Adjustments are made for hospitals located in cities where the cost of labor is higher, as well as for hospitals that care for sicker patients and/or train medical students. http://online.wsj.com/article/SB125288688445707403.html

Private insurers, Medicare and Medicaid all must pay the prices set by the commission. Medicaid cannot underpay hospitals—and private insurers cannot over pay, or negotiate side deals and discounts with certain hospitals while paying others a premium for their brand name. Hospitals also cannot charge uninsured patients more.

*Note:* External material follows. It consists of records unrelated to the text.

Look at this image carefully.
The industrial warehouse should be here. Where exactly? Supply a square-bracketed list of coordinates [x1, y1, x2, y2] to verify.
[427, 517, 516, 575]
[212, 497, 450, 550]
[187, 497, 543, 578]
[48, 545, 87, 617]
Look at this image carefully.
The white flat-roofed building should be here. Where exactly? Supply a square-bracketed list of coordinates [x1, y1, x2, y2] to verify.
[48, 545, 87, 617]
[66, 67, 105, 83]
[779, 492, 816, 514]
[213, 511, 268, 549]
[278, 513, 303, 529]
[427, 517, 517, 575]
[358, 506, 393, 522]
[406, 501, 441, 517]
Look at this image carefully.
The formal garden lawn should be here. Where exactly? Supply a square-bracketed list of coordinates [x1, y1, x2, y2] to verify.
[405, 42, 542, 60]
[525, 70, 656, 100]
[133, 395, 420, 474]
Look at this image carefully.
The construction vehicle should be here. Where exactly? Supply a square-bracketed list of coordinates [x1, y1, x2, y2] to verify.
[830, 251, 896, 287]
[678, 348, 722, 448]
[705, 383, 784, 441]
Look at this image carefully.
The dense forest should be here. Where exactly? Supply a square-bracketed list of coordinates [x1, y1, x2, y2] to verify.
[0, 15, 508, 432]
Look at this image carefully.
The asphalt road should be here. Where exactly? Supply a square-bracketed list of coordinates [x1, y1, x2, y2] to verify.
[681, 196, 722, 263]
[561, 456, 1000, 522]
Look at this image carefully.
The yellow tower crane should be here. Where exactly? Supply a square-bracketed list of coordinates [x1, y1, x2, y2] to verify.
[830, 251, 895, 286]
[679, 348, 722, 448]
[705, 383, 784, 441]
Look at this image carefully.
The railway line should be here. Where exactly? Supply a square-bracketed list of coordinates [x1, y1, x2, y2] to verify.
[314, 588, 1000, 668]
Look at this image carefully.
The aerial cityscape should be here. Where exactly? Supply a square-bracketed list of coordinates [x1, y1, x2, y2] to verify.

In 1976, before regulation began, Maryland hospital costs were paid 25% more per case than the national average. By 2007 Maryland's costs were 2% less than the national average. And , according to a recent article in the Wall Street Journal Maryland’s hospitals are seeing small, but predictable profit margins. http://online.wsj.com/article/SB125288688445707403.html

Go figure, a standard rate for a procedure regardless of who pays the claim. This simplicity and transparency is refreshing. Yes, “price controls” are counter-intuitive to basic economic sense but as we have stated before, health care is not a well functioning market. Some hospitals in Maryland do not like the system because they feel it constrains their growth but all-in-all, the model works and has been in place for over 30 years. Let providers and insurers focus less on price negotiations and more on quality of care. That said, the only thing I would add to the Maryland model would be incentives for quality and the achievement of local public health objectives.

Maybe the various states dealing with serious budget shortfalls or access issues should give the Maryland model some consideration. The model may cause some shrinkage in hospital growth (i.e. jobs) but the price stability and improved business climate will lead to expansion of the other parts of the economy. ~BAA

3 comments:

Anonymous said...

Excellent post. I particularly appreciate the last line, "price stability and improved business climate will lead to expansion of the other parts of the economy." I think we sometimes loose sight of the fact that health care reform is about more than just health care.

I am a big believer in free markets, however even I must agree that in many ways health care does not act as a free market. Broken down to its barest level, a free market essentially requires three prerequisites. 1) Perfect information about a transaction 2) The lack of coercion and fraud, and 3) Enforceable contracts. The complexity of health care already immediately fails in the first point with an unequal knowledge gap between providers and patients. However, to add on the implicit "coercion" that accompanies monopoly or near-monopoly powers is more than enough to make a free market irrelevant.

Thanks again for the great post Brady, looking forward to future blogs.

Brady Augustine said...

Thank you for the insightful comment. In my post, I talked about the quasi-monopolies created by the continued consolidation of the health care industry but your point on asymmetric information is a very important and the psychology of these "credence" goods are described well at: http://en.wikipedia.org/wiki/Credence_good

There is also two good working papers on the topic that were covered by the Economist magazine last year:
http://papers.ssrn.com/sol3/papers.cfm?abstract_id=1359217 and http://papers.ssrn.com/sol3/papers.cfm?abstract_id=870788.

Ed H said...

I agree we need health care reform but not because the insurance carriers have a monopoly. If that is the case, why do so many pull out?